Josoé de CarvalhoExplicaçãoO professor Italmar Navarro: ‘Gambá encontra alimento na cidade’‘‘O gambá é um dos animais mais primitivos da Terra, com milhares de anos, e por isso teve grande adaptação na Cidade.’’ Quem explica é o professor Italmar Teodorico Navarro, da área de Saúde Pública e Zoonoses da Universidade Estadual de Londrina (UEL). Segundo ele, o gambá, assim como a coruja e o morcego, por exemplo, são conhecidos como animais ‘‘sinantrópicos’’, que saem de seu habitat natural e passam a conviver entre seres humanos. ‘‘São os favelados da cidade.’’
A causa desse fenômeno, segundo ele, tem duas vias. De um lado o desmatamento acelerado destruiu a possibilidade de sobrevivência desses marsupiais no campo. De outro lado, a consciência de preservação que se criou hoje na cidade, onde praticamente não existe mais a caça indiscriminada de pássaros.
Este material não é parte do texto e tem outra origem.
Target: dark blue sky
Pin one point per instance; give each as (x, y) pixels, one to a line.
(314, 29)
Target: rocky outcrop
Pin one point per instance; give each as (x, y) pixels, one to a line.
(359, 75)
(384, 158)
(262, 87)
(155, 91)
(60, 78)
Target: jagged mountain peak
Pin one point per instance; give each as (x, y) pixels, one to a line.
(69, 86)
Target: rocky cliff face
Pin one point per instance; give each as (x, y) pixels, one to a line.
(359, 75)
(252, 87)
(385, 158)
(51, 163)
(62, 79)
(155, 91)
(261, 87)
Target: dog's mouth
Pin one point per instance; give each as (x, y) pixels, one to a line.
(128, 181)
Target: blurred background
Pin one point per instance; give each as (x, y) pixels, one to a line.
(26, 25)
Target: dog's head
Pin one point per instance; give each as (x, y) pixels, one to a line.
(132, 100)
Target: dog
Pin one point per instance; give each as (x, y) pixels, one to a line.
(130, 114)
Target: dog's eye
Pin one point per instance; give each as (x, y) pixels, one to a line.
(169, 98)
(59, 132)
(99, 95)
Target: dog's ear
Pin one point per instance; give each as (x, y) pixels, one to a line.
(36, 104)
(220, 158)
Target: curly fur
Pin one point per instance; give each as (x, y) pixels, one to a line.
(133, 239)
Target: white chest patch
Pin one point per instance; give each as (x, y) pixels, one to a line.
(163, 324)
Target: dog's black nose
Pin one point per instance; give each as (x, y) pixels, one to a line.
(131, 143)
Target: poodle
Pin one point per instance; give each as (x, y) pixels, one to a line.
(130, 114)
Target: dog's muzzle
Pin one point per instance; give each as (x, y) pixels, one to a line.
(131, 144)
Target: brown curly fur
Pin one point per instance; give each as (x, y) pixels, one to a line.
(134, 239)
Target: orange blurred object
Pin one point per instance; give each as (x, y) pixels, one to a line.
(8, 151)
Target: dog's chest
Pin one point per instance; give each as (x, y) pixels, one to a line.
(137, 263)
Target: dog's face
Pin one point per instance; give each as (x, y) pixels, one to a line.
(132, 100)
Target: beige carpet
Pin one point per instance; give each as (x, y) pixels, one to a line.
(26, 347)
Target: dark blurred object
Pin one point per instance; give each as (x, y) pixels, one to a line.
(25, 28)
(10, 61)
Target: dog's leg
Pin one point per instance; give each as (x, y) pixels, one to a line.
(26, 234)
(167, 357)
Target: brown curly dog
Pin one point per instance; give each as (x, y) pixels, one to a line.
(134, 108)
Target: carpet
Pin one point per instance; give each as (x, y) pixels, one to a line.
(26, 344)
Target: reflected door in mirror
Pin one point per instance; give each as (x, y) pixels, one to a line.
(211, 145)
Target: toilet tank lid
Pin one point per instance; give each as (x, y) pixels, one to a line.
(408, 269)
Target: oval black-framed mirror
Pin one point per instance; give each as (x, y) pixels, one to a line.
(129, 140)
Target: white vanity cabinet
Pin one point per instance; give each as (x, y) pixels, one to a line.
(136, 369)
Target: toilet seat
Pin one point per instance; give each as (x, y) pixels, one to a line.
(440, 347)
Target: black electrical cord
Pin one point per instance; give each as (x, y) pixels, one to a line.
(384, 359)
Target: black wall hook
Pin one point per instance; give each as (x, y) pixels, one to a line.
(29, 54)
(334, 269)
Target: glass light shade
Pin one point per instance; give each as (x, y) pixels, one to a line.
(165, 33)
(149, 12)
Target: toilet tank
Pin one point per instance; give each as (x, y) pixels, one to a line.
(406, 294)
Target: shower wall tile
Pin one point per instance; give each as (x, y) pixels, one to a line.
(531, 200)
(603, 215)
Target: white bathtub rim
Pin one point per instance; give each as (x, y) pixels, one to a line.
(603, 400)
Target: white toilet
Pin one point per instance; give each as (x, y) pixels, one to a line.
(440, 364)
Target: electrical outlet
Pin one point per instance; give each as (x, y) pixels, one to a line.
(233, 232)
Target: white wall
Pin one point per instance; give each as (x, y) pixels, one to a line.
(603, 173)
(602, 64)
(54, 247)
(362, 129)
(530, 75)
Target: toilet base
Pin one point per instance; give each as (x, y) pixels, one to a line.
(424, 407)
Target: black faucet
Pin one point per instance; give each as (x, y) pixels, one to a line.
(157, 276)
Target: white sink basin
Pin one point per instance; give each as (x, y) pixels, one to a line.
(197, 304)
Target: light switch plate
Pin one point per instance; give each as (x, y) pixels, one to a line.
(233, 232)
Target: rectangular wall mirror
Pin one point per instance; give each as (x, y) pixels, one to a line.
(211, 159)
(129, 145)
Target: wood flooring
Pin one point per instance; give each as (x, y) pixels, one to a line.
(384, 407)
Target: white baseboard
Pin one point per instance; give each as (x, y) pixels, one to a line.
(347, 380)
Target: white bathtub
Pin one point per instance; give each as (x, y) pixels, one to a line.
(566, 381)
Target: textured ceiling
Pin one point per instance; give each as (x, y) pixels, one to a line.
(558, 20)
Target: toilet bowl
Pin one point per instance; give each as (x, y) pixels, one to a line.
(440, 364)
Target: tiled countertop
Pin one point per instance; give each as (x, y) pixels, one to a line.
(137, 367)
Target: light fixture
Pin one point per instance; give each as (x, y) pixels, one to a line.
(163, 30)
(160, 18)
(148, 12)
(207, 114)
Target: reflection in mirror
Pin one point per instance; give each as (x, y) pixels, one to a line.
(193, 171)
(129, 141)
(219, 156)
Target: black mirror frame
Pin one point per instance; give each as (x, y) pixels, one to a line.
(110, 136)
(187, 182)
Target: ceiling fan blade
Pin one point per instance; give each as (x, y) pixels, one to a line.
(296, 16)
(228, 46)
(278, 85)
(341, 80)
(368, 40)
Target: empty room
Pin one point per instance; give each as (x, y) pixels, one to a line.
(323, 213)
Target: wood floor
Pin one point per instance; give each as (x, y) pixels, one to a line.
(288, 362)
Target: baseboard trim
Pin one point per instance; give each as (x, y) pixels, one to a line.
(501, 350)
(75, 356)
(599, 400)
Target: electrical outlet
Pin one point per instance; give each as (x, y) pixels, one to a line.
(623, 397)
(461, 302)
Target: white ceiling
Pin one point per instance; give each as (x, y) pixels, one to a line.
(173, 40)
Isso fez atrair, num primeiro momento, muitas espécies; em seguida, alguns de seus predadores.
‘‘Hoje é mais fácil encontrar frutas e insetos na cidade do que no campo, criando um ecossistema próprio’’, diz o professor. Para o gambá, a situação ficou ainda melhor. Ele se alimenta de frutas, larvas, insetos e filhotes de animais, que existem em abundância na cidade. E seus predadores naturais, gatos e cães, praticamente não atacam porque são domesticados e alimentados pelos seus criadores.
Arquivo FolhaEi-loO gambá: marsupial bastante primitivo e ‘favelado’ de má fama
Em resumo: na cidade o gambá tem abrigo e alimento de sobra, sem que haja grandes ameaças para sua sobrevivência. Italmar Navarro considera essa situação como um desequilíbrio, mas para ele não será necessário um programa específico para diminuição desses animais. No máximo um controle mais apurado. ‘‘Esse crescimento é auto-limitado. Na hora em que começar a incomodar muito as pessoas vão reagir e o número acaba diminuindo.’’
O professor diz também que a pessoa que encontrar em casa o gambá, ou qualquer outro animal silvestre, pode até tentar capturá-lo. Mas sem nunca colocar a mão no animal, já que eles podem ser portadores de diversas doenças, como a leptospirose.
Navarro alerta também que, em caso de captura, quem deve ser acionado é a Autarquia Municipal da Saúde, e não o Ibama ou a Polícia Florestal. ‘‘Dentro do perímetro urbano é responsabilidade da saúde pública.’’
(Lúcio Horta)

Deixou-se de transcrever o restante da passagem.